Martyrs

Martyrs vede la luce per la prima volta al 61° Festival di Cannes per essere poco dopo riproposto in anteprima da noi al Festival di Roma. Purtroppo arriverà nelle sale molto dopo, circa a fine Giugno 2009, per restarci poco più di una settimana.
Il motivo di questa scelta choc della censura italiana e soprattutto del trattamento riservato al film a Roma, non a caso sede del Vaticano, già ci anticipa quali e quanto forti siano le tematiche che affronta alla sua seconda opera il regista francese Pascal Laugier.
L’opera prima, Saint Ange, non aveva stupefatto ma neanche lasciato indifferenti i vari volti noti della critica ma Martyrs segna la riaffermazione e la definitiva consacrazione del genere Torture Porn lanciato nel 2005 da Alta Tensione di Alexandre Aja.
Il cinema francese prende lustro di una rinascita nuova del genere horrorifico e stavolta si confronta come non mai con un tema alquanto delicato come quello dei martiri. Lasciati sulla terra come figli della sofferenza in questa pellicola vengono trasformati in adepti dell’aldilà pronti a superare il dolore fisico per trascenderlo e accedere al mistico aldilà. Protagonista della prima parte del film è Lucie, una ragazza di origini orientali che riesce a scappare da questo fantomatico luogo delle torture. Al suo arrivo, malconcia, all’ospedale sarà affidata a un’altra bimba, Anna, dalla quale diventerà inseparabile. I fatti scivoleranno poi a quindici anni dopo quando Lucie sterminerà la famiglia a cui imputa il fatto di averle rovinato la vita. In quel momento però, con il suo suicidio tramite una scena che impersona alla perfezione il suo doppio malefico, capiremo che Anna sarà la vera protagonista del film.

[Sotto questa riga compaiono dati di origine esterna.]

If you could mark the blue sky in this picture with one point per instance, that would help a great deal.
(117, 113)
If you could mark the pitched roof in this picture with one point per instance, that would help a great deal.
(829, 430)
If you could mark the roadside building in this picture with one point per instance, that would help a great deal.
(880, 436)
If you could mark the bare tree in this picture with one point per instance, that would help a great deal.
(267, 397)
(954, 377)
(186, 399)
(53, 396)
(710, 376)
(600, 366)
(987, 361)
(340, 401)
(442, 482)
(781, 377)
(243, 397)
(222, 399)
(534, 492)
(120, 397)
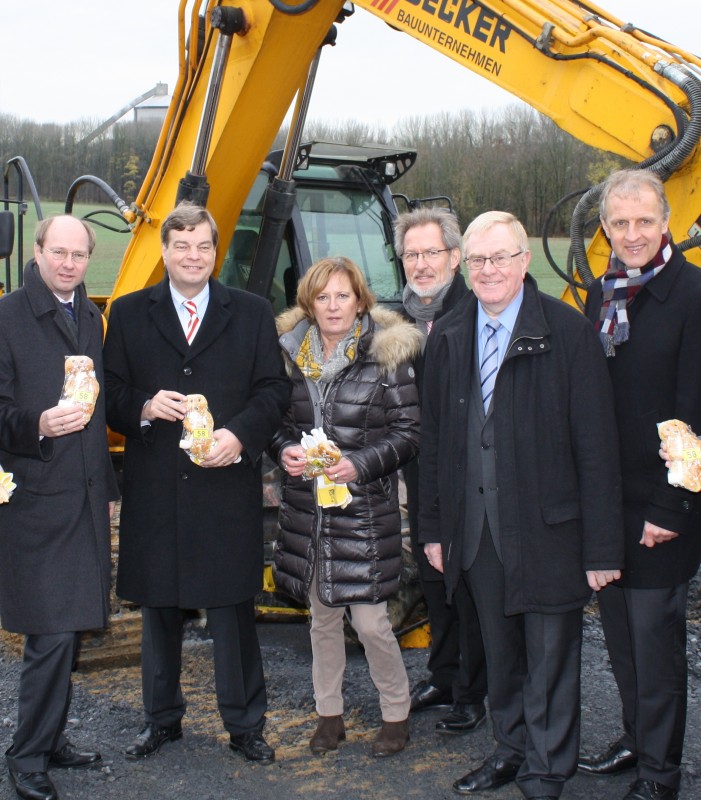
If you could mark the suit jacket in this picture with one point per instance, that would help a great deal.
(54, 532)
(556, 453)
(189, 536)
(656, 376)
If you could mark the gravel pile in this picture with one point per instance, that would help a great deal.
(106, 713)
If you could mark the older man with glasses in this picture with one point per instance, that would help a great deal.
(520, 501)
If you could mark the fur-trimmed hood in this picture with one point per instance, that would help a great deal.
(394, 341)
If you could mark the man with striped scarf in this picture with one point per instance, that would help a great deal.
(647, 309)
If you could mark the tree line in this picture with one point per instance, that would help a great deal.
(512, 158)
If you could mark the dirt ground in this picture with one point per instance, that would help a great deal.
(106, 713)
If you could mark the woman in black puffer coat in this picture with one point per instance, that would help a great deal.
(350, 363)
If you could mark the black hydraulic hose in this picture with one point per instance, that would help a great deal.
(689, 244)
(663, 164)
(116, 200)
(566, 276)
(286, 8)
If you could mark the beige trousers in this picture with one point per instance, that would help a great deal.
(384, 657)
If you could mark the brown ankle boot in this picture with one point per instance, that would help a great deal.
(329, 732)
(391, 739)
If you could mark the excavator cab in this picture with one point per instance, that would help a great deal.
(343, 206)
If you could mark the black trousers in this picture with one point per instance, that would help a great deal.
(645, 632)
(533, 671)
(45, 691)
(238, 667)
(456, 660)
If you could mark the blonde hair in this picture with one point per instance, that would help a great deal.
(319, 274)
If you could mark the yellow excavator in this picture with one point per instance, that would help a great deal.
(245, 63)
(605, 82)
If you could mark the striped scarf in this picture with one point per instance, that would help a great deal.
(620, 286)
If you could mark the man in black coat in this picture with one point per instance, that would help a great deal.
(519, 502)
(647, 308)
(191, 535)
(430, 242)
(54, 531)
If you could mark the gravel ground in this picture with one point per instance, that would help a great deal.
(106, 713)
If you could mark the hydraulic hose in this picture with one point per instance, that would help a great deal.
(663, 164)
(286, 8)
(120, 205)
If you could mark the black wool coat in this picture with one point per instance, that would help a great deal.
(457, 292)
(54, 532)
(656, 376)
(192, 537)
(371, 412)
(556, 445)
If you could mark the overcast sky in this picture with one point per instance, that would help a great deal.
(65, 60)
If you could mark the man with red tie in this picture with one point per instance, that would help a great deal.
(191, 535)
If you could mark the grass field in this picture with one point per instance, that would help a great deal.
(110, 248)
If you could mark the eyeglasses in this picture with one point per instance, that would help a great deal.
(203, 249)
(61, 254)
(500, 261)
(430, 256)
(341, 298)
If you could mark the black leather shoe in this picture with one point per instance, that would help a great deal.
(32, 785)
(616, 759)
(151, 738)
(68, 756)
(492, 774)
(644, 789)
(253, 746)
(462, 718)
(426, 695)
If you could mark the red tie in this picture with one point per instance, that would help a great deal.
(193, 322)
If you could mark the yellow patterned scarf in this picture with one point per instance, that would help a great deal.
(310, 358)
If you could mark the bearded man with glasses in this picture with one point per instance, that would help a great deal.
(430, 242)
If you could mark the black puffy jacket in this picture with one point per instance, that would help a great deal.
(371, 412)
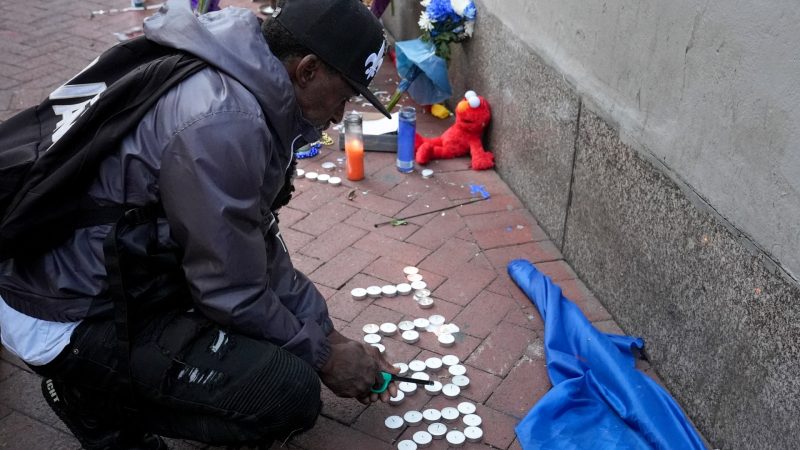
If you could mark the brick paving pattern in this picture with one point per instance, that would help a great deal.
(462, 254)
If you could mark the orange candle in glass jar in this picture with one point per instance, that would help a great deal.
(354, 164)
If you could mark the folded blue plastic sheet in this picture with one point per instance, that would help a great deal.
(599, 400)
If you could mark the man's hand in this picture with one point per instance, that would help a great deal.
(353, 368)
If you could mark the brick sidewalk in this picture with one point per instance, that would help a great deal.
(462, 254)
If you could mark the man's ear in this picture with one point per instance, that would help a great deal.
(307, 69)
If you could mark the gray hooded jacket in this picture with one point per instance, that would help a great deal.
(215, 150)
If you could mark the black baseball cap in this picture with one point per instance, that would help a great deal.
(343, 33)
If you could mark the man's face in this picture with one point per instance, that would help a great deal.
(323, 99)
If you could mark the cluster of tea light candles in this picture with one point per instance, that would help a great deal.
(321, 177)
(422, 295)
(441, 423)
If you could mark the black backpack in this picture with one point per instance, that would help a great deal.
(50, 153)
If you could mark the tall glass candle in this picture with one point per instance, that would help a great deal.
(405, 139)
(354, 147)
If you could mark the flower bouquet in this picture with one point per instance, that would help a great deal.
(422, 63)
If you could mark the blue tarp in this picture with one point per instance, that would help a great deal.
(599, 399)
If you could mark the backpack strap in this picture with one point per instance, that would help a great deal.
(115, 262)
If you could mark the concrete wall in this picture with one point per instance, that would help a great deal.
(657, 141)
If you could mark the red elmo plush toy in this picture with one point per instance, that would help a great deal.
(472, 117)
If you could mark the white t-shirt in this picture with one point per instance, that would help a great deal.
(35, 341)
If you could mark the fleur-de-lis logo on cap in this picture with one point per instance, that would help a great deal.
(374, 61)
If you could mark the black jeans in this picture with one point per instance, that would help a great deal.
(191, 380)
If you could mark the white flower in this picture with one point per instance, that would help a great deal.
(425, 23)
(459, 6)
(468, 27)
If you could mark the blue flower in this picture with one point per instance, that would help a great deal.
(469, 11)
(440, 10)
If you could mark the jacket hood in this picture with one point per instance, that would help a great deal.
(231, 41)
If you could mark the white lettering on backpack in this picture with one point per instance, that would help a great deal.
(69, 114)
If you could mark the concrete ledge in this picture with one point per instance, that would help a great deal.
(721, 329)
(722, 325)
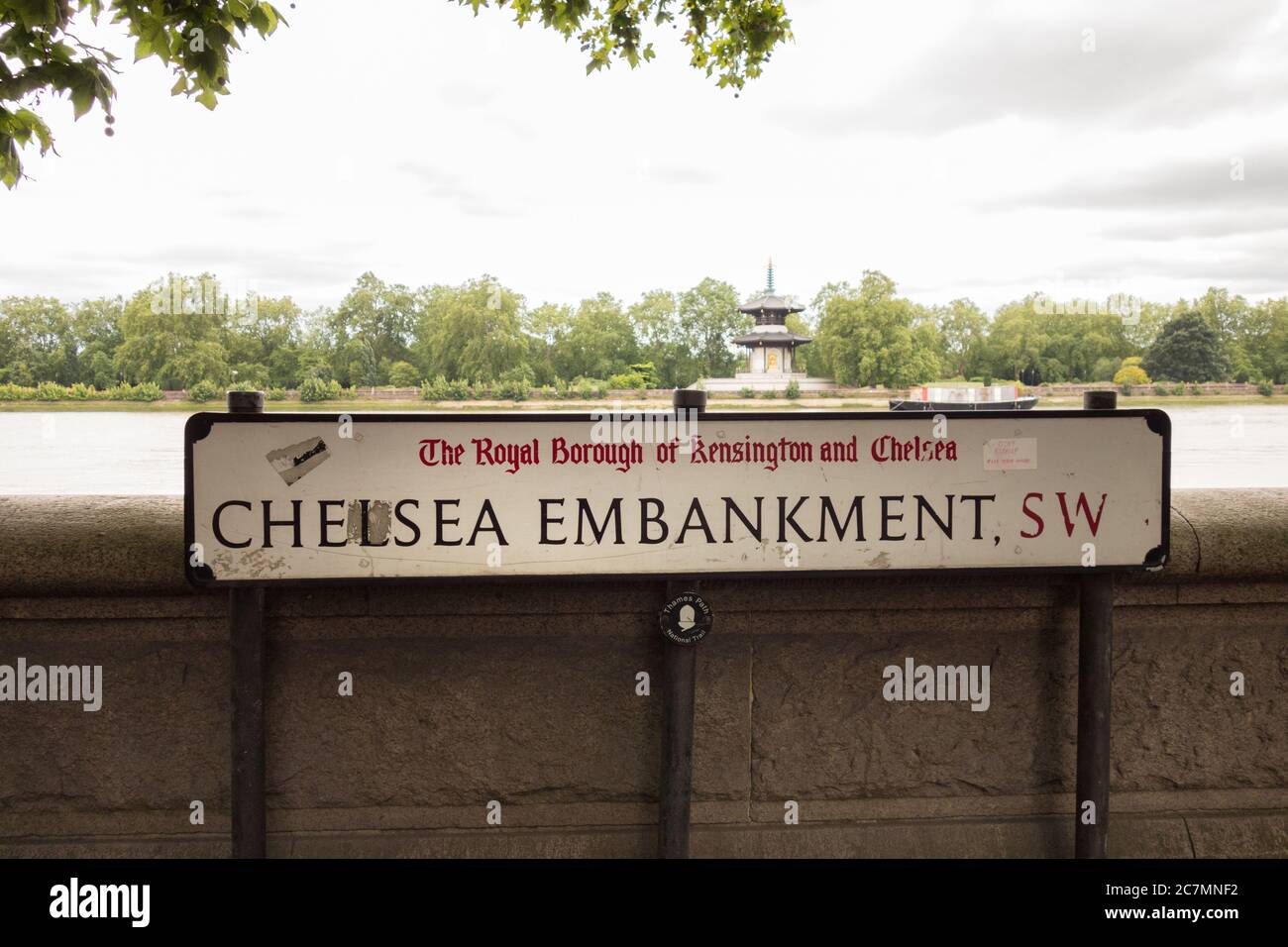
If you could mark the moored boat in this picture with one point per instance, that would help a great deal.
(979, 398)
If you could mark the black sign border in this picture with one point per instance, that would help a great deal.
(200, 424)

Non rovineremmo niente a chi non ha visto ancora quest’opera dicendo che lei sarà il tanto aspirato martire anche perché, proprio per intenzione del regista, sarebbe quasi impossibile spiegare con carta e penna quello che il regista a voluto raccontarci con precisione ma a volte dando qualcosa per scontato. Questo suo qualunquismo, come l’ha definito qualcuno, invece risulta un determinante fatto di tensione creata, la pellicola non ha mai un attimo di pausa e in ogni suo spazio ha ancora qualcosa da svelarci, qualcosa da farci vedere. Il sistema di confondere volutamente le idee dello spettatore ha l’effetto di amplificare la paura invece che di disturbare i nostri sensi.

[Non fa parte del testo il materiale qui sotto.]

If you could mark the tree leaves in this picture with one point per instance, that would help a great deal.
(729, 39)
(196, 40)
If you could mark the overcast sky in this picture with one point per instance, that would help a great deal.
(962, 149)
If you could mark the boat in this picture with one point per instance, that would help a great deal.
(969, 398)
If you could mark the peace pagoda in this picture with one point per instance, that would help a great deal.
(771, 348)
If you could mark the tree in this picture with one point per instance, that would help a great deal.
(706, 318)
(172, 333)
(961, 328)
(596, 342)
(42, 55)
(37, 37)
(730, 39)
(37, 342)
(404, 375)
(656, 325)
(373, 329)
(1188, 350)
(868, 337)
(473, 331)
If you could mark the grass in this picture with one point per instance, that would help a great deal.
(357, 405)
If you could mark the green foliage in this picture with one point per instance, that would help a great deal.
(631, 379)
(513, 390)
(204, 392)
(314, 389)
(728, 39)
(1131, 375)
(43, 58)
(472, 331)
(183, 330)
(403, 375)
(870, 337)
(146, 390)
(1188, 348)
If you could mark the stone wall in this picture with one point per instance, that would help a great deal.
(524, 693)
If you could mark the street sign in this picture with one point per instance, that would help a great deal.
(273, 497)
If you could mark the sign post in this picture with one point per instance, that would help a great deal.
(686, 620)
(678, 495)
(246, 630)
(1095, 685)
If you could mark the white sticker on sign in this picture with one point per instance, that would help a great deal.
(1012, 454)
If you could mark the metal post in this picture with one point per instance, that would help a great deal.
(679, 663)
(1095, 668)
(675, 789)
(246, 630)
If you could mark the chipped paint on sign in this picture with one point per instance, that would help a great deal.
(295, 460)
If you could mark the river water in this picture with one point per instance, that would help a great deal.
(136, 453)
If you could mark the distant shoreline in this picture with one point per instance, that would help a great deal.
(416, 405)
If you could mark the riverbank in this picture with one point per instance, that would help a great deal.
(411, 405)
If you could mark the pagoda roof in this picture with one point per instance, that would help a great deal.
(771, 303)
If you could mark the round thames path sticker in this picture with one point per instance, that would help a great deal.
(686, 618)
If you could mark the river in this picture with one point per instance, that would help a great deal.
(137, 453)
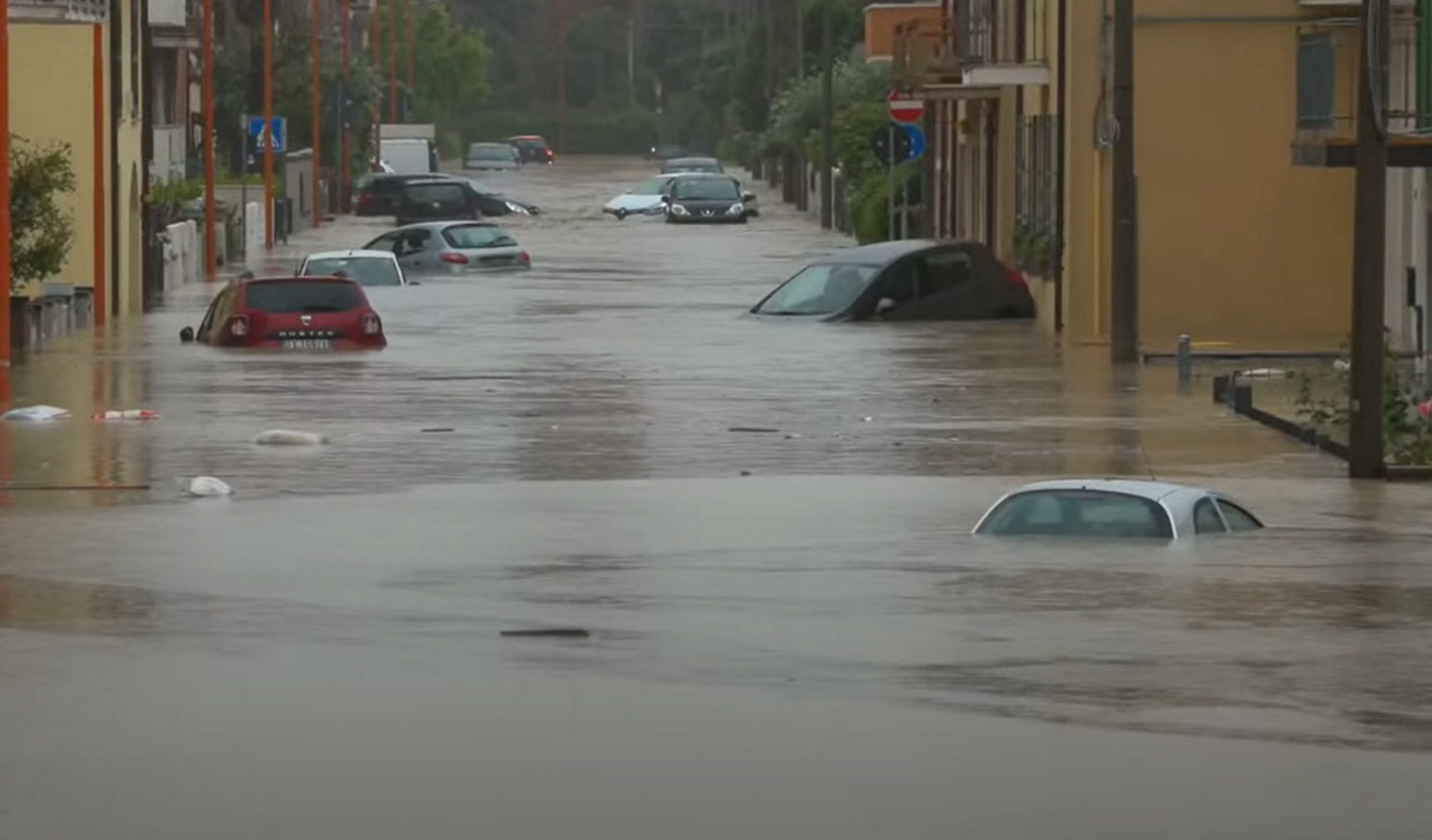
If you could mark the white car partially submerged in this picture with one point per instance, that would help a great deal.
(1114, 508)
(369, 268)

Ma entrando nello specifico possiamo dire con certezza che le intenzioni sono anche quelle di sconfessare alcune visioni prettamente cattoliche per dare un taglio di denuncia e protesta che ci porta dritti dritti a una vera estetica del dolore. Perché al di là dei vari horror che in questo decennio abbiamo visto in sequenza, da Hostel ai remake, da Saw ai vari straccia budella, qui ci troviamo di fronte a un discorso veramente che ha nella concezione dell’estetica filosofica Kantiana qualcosa di radicato. La violenza, ripetendo e rimarcando la parola, non è un caso ma un dono, la violenza è l’espressione di una superiorità che ci porta al di là dell’ostacolo, al di fuori della matericità, verso la pura concezione astratta dell’altrove. La violenza è quello che tanti anni fa predicava Clive Barker con il suo Hellraiser, famosissima e scontata la citazione in riferimento a Pinhead “Non piangere ragazza, non si spreca così la sofferenza”.
Lo studio di questi parametri non ci porta mai nel puro o nel banale e mai si scende in una visione di violenza gratuita. Tutto è studiato nei minimi particolari fino all’impatto atroce dello scuoiamento. A livello visivo non si scende mai nei dettagli, e l’occhio dello spettatore rimane per così dire “vergine”. Ma è tramite la psicologia che si scende in una trappola di sofferenza e atrocità. Alla fine la cosa che ci spaventerà più di tutte è che gente come quelle che hanno organizzato questi atti di tortura programmata potrebbero anche esistere.